Indeed, assuming that this article is slated to be part of CLR's print volume, I'm not sure what the board of director's end game is here -- are they going to pulp the entire issue? Even if the article is bad, wrong-headed, offensive (and I haven't read it, so it may be none or all of these things), I see no reason why any of those (for better or worse not especially exceptional) sins cannot be addressed via the normal mechanisms of academic inquiry and response. Prior restraint is not the right move. And if the Columbia board did what it is alleged to have done here, it is shameful and outrageous -- no less so if it is not "exceptional".

UPDATE: The Columbia Law Review board has issued a statement explaining why it took down the website. On my read, nothing they say justifies the decision. The only thing that's potentially eyebrow-raising is the claim that the piece was not selected via the normal article-selection process. But this probably (though not certainly) has less than meets the eye: it is hardly unheard of for a law review to solicit a piece outside the normal article-selection channels, which easily could be (but really shouldn't be) called a departure from the "usual processes of review or selection." For example, when I was a law review editor most pieces went through the articles committee (which I was on), but our book review editor had essentially carte blanche authority to solicit book reviews on his or her own initiative. While there might be some valid basis for complaint if this article was unusually sequestered from (actual, extant) norms and practices of how articles move through the CLR process, such problems do not to my mind justify the extraordinary remedy of taking down the website. The short version is that even if (and this not clear) there are valid process-based objections to what (some members) of the Columbia Law Review did here, that does not mean that taking down the website is an appropriate remedy. As Alexandra Lahav wrote in a thoughtful thread, sometimes events transpire such that there just isn't a way to "preserve the status quo ex ante."

One thing that hasn't been mentioned but which I think may be lurking in the background here is the recently announced boycott of Columbia University graduates by a suite of right-wing judges who've made very clear their intention to inflict collective punishment on the Columbia community for (real or perceived) bad behavior by particular actors. Threats like this understandably could make members of the Columbia Law Review who were not part of (and were not given the opportunity to be part of) the publication decision especially sensitive -- they have reasonable basis to fear they will be held responsible and retaliated against for choices they did not make and might not have even been aware of.

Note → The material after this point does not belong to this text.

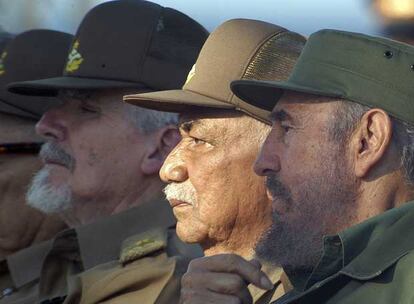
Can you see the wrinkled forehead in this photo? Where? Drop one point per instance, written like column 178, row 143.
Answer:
column 297, row 101
column 204, row 114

I'm sympathetic to those students, but ultimately, the people who have put them in that position are the judges and other actors who have decided to endorse indiscriminate academic blackballing as a political tactic. As much as these students are being put in an unfair position -- and they are -- the board should not have cowered in the face of this blackmail. The principles of academic freedom are too important to be allowed to yield even in the face of a credible threat of external retaliation -- this is true when the boycotters are right-wingers furious about pro-Palestinian advocacy, and it's true when the boycotters are left-wingers livid about Israeli inclusion.

1 comment:

Alex I. said...

https://freebeacon.com/campus/controversial-columbia-law-review-article-subverted-standard-editing-process/

I was not on law review, but I have a number of friends who were, and unless these procedures changed substantially in the last decade or so, the professor quoted is being dishonest about the publication process.